COLUMBUS, Ohio — California linebacker Robert Mullins watched film of Ohio State quarterback Braxton Miller and quickly picked up on a theme for the center of attention for the Golden Bears’ defense on Saturday.
“Anytime you have a dynamic quarterback like that you have to be disciplined,” Mullins said. “You can’t lose control because at any given moment he might take off to run. From looking at film it looks like one of his first priorities is to run.”
And that’s a problem not only for the Bears, who are trying to contain Miller, but also the 12th-ranked Buckeyes — who also are trying to contain him.
Miller has 44 carries through two games — only 10 players in the Football Bowl Subdivision have more. And most if not all of those 10 players are running backs, so they don’t also have to run an offense and throw passes.

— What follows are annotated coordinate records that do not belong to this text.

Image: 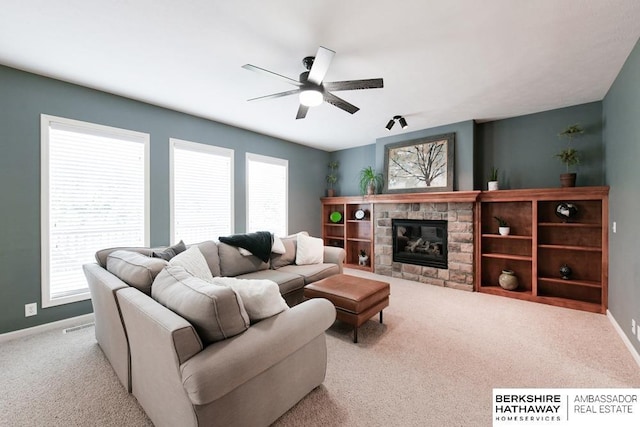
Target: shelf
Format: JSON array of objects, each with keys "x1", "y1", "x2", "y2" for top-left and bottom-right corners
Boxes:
[
  {"x1": 538, "y1": 222, "x2": 602, "y2": 228},
  {"x1": 321, "y1": 197, "x2": 375, "y2": 271},
  {"x1": 474, "y1": 187, "x2": 609, "y2": 313},
  {"x1": 538, "y1": 277, "x2": 602, "y2": 289},
  {"x1": 538, "y1": 245, "x2": 602, "y2": 252},
  {"x1": 482, "y1": 233, "x2": 532, "y2": 240},
  {"x1": 482, "y1": 253, "x2": 533, "y2": 262}
]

“I was a little bit sore, but I wasn’t as sore as everybody probably thought I was,” Miller said of his 27 carries in a 31-16 win over Central Florida, which is a record for an Ohio State quarterback. “I’m pretty good now.”

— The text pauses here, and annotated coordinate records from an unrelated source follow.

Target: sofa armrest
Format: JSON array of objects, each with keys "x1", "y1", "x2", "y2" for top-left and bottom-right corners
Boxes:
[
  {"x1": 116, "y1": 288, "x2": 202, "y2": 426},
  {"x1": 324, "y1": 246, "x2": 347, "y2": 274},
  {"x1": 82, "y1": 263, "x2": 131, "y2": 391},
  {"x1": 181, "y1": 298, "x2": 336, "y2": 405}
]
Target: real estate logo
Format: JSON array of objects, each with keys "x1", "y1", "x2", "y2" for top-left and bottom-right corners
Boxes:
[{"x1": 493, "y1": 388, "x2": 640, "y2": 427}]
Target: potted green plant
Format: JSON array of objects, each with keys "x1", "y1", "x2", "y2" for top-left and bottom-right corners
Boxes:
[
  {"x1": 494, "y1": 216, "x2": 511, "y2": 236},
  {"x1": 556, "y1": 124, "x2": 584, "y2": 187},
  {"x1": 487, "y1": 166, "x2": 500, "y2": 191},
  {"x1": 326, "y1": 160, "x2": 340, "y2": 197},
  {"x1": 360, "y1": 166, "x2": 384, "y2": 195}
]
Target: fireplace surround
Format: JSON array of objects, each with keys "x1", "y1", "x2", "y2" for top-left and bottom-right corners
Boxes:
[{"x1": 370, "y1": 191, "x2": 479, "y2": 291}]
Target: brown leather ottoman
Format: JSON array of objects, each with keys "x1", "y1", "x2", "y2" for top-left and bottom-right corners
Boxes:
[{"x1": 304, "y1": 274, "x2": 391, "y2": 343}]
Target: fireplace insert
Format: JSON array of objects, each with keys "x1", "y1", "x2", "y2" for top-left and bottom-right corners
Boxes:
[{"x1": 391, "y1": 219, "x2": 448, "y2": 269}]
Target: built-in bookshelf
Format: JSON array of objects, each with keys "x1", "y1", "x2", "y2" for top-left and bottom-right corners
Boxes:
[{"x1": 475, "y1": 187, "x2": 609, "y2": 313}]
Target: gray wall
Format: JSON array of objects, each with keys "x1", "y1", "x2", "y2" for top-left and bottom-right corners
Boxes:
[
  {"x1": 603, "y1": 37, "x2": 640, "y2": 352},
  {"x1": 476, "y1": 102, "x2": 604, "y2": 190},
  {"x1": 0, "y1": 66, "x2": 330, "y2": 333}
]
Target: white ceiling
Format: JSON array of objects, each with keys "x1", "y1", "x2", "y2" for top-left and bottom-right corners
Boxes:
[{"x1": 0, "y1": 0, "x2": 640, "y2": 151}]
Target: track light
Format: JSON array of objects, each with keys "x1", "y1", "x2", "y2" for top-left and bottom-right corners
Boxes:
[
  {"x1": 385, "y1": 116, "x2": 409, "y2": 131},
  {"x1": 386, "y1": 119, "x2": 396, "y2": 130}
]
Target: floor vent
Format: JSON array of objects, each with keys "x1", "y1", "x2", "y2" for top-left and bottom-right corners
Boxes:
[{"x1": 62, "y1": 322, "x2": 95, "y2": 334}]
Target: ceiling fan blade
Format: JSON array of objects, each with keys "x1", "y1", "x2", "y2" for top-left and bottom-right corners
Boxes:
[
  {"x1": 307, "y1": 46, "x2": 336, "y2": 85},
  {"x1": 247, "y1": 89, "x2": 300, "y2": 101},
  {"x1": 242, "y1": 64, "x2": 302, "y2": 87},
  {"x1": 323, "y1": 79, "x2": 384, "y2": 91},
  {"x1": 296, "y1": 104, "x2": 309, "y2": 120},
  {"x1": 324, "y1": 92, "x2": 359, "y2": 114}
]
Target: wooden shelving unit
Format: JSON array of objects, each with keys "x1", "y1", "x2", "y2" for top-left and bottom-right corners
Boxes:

He said he thought the optimum number of carries for him to be a threat and maintain his health was 10 or 12 carries.
With tailbacks Carlos Hyde and Jordan Hall either sidelined or limited this week by injuries, that leaves two other largely unproven backs (Rod Smith and Brio’nte Dunn) to help shoulder some of the running game.

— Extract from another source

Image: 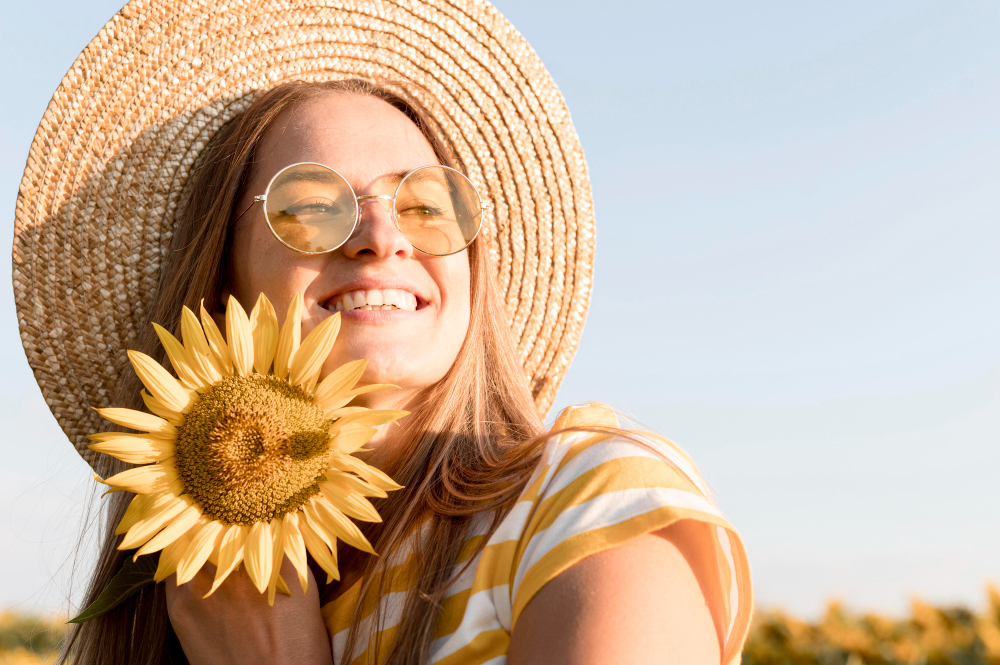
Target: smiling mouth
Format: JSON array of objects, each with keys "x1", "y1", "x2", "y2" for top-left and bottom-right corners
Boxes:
[{"x1": 323, "y1": 289, "x2": 417, "y2": 312}]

After Wednesday’s practice, coach Urban Meyer said he would announce a decision on Saturday.
“We’re going to name the starter on game day,” he said. “I’m still going to evaluate how they prepare. I’m very pleased with what they’ve done (this week).”
Hall has been cleared to play but he likely will need some time to return to the form that won him the starting job last spring. He hasn’t had contact all summer and fall since cutting a tendon in his foot in June when he stepped on a piece of glass while walking outside his apartment with his dog.
“In his heart and his mind, he thinks he can go,” Ohio State running backs coach Stan Drayton said. “But if he can’t perform at close to 100 percent and if he might actually hurt the team and not help the team, those are things we’ll have to assess.”
The backfield Buckeyes are making progress but won’t know if they’ve solved their problem behind Miller until they play California on Saturday.
“Talent is not an issue at running back at Ohio State,” Meyer said. “We just have to coach them better and get them ready to go.”
Two things are very clear based on the Buckeyes’ most recent win. First, they needed Miller to run 27 times just to win the game. Second, Ohio State’s coaching staff is not thrilled with some of the mistakes made by Dunn, a freshman, and Smith, a sophomore.
“They were thrown in the fire and it’s a matter of they had a few missed assignments and at times I think there was a lack of focus,” Drayton said. “You’re talking about two guys who have not had a whole bunch of playing experience at this level. So, they showed their inexperience a little bit.”
California coach Jeff Tedford doesn’t have to look at hours and hours of film to see that much of the Buckeyes’ offense is based on Miller running the ball. It’s also obvious that Miller prefers to run rather than pass or hand off.
Both of those facts mean the defense can focus on a quarterback who likes to run more than he likes to pass.
“You have to account for both but he’s a big threat when it comes to running the football, no doubt about it,” said Tedford, who quickly mentioned the 44 carries by Miller. “He’s 6-2, 220 pounds so he’s physical, and he’s fast. He’s like another running back playing quarterback.”
Meyer would like Miller to carry roughly half of what he did on Saturday.
“Over/under?” Meyer said, referring to his quarterback’s total carries. “I think 15 is a good number. If we play really well and the guys are on their game, 10 to 12 is really where you want to be but I don’t know if we’re there yet.”
Drayton had the estimable assignment of coaching wide receivers at Ohio State. It was not a deep and talented group.
Now he’s in charge of running backs and again he faces depth and experience problems.
He concedes that he could end up worrying a lot about who’s running the ball. Wide receiver Corey Brown and fullback Zach Boren will likely also see more of the ball.
“If it starts to look like it did on game day (against UCF), then I will begin to feel very, very nervous,” Drayton said. “But the beauty of this offense is we can kind of systematically put people in place to make plays for us.”
The Buckeyes just need to find out who those people are.